Gemäss Auer geht es im vorliegenden Fall eigentlich um eine Erinnerung an die Grundprinzipien.

“Wir setzen die Menschenrechte nicht über die direkte Demokratie”, so Auer. “Jedermann weiss, dass es sie gibt. Das Stimmvolk hatte nie das Recht, die Menschenrechte zu missachten. Wir möchten nur jene, die den Minarett-Entscheid verursacht haben, daran erinnern, dass Menschenrechte nicht missachtet werden dürfen.

Im Gegensatz zu Schlüers Überzeugung, wonach das Minarettverbot die Rechte der Muslime nicht beschränkt, erwarten zahlreiche Rechtsexperten, dass am Europäischen Gerichtshof Beschwerden gegen diesen Entscheid eingereicht werden.

Auer hofft dies zu vermeiden – zumindest in Zukunft. Jegliche Abänderung des heutigen Systems müsste vom Stimmvolk abgesegnet werden. Und Auer hofft, das Stimmvolk werde sie annehmen.

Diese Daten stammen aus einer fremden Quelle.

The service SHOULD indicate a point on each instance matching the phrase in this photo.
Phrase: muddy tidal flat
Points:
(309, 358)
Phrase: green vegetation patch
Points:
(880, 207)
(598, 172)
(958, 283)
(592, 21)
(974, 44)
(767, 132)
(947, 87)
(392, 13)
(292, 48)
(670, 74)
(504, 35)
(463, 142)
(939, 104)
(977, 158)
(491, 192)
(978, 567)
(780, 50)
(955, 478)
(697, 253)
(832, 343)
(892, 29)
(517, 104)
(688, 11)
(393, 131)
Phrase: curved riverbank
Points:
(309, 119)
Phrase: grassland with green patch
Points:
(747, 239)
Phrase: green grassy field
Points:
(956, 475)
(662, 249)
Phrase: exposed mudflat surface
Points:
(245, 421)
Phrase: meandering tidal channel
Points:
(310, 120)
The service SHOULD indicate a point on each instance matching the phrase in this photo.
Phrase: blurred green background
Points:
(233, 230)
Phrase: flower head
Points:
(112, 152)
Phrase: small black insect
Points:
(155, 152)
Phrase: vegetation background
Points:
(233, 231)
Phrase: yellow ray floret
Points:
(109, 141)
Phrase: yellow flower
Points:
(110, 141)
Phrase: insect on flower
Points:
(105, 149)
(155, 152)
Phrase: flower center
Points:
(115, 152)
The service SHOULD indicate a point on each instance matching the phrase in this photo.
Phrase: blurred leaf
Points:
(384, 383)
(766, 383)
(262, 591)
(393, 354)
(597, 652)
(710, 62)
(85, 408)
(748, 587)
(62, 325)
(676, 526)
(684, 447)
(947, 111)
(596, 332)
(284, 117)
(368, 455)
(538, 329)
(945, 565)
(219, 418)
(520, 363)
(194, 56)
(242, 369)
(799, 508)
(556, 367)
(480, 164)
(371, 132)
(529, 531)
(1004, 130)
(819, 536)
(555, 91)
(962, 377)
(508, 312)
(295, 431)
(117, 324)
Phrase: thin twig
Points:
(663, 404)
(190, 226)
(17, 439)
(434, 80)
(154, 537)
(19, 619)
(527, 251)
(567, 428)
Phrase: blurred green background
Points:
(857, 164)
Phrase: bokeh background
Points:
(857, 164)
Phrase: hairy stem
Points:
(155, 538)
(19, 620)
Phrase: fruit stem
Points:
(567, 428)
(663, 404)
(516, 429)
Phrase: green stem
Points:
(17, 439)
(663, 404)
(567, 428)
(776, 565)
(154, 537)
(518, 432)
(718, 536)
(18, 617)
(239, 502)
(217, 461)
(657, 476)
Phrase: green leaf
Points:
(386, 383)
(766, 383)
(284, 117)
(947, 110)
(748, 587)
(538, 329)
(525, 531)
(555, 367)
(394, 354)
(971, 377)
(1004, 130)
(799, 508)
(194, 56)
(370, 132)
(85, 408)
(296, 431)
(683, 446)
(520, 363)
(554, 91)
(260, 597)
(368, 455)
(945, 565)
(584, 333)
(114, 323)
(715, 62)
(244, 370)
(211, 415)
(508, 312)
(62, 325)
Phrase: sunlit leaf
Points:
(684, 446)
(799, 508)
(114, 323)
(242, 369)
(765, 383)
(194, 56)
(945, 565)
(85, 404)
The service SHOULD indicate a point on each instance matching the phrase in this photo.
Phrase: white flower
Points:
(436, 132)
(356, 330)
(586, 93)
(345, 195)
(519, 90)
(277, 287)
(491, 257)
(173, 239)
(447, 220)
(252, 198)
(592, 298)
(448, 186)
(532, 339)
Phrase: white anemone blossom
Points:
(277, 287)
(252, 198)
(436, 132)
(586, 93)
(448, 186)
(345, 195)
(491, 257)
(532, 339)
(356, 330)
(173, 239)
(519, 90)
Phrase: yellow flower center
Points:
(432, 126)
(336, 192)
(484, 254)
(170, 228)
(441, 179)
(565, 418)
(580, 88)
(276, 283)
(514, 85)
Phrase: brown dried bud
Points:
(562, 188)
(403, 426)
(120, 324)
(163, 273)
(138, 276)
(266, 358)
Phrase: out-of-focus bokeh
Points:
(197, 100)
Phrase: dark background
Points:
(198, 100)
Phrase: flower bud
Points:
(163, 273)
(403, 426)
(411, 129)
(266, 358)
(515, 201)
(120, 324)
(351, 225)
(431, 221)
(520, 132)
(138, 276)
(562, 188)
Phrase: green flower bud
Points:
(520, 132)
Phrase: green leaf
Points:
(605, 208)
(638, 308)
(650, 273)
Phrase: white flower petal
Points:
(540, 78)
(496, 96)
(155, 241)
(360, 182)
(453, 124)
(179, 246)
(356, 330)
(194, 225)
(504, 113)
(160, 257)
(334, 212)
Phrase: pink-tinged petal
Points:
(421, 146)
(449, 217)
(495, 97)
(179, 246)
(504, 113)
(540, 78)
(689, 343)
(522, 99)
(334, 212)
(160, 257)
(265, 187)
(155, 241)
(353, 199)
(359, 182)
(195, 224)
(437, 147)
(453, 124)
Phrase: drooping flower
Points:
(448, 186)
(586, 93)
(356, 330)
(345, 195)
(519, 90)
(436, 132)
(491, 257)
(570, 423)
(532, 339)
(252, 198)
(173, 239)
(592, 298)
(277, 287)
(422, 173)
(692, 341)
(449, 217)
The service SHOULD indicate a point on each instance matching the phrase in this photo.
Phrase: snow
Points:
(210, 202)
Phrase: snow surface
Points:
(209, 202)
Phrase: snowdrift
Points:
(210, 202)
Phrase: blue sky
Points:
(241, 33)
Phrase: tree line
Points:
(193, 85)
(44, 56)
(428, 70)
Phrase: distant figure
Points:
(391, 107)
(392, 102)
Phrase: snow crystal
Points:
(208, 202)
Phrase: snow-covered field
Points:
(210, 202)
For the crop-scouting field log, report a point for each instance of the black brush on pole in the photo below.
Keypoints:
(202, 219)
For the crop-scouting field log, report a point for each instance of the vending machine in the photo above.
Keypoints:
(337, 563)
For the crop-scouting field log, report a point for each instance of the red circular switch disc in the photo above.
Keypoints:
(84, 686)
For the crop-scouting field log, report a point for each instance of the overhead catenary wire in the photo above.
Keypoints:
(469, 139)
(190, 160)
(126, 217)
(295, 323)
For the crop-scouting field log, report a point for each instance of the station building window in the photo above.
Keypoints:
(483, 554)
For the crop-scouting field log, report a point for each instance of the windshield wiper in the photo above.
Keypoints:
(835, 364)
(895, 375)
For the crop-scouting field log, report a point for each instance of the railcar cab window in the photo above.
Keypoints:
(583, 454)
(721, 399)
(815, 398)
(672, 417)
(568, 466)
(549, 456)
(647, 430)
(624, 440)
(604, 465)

Julia Slater, swissinfo.ch
(Übertragung aus dem Englischen: Eveline Kobler, Alexander Künzle)

Neben dem Parlament kann in der Schweiz auch die Bevölkerung aktiv Verfassung und Gesetze mitgestalten; das politische System der Schweiz ist eine halbdirekte Demokratie.

Die beiden wichtigsten direkt-demokratischen Instrumente sind Volksinitiative und Referendum. Beide gibt es sowohl auf Bundes-, wie auch auf Kantons- und Gemeindeebene.

Bei der Volksinitiative auf Bundesebene können 100’000 Bürgerinnen und Bürger mit ihrer Unterschrift eine Volksabstimmung über eine Total- oder Teilrevision der Verfassung verlangen.

Von 1891 bis 2007 haben die Schweizer Bürgerinnen und Bürger nur 15 Volksinitiativen angenommen.

Das Referendum ist ein “Bremsinstrument”: Vom Parlament beschlossene Gesetze können nach erfolgreicher Unterschriftensammlung, auf Bundesebene 50’000 Signaturen in drei Monaten, zur endgültigen Genehmigung durch das Volk zur Abstimmung gebracht werden.

Stimm- und Wahlberechtigt sind Frauen in der Schweiz erst seit 1971.

Ausländerinnen und Ausländer sind in mehreren Kantonen und Gemeinden stimm- und wahlberechtigt.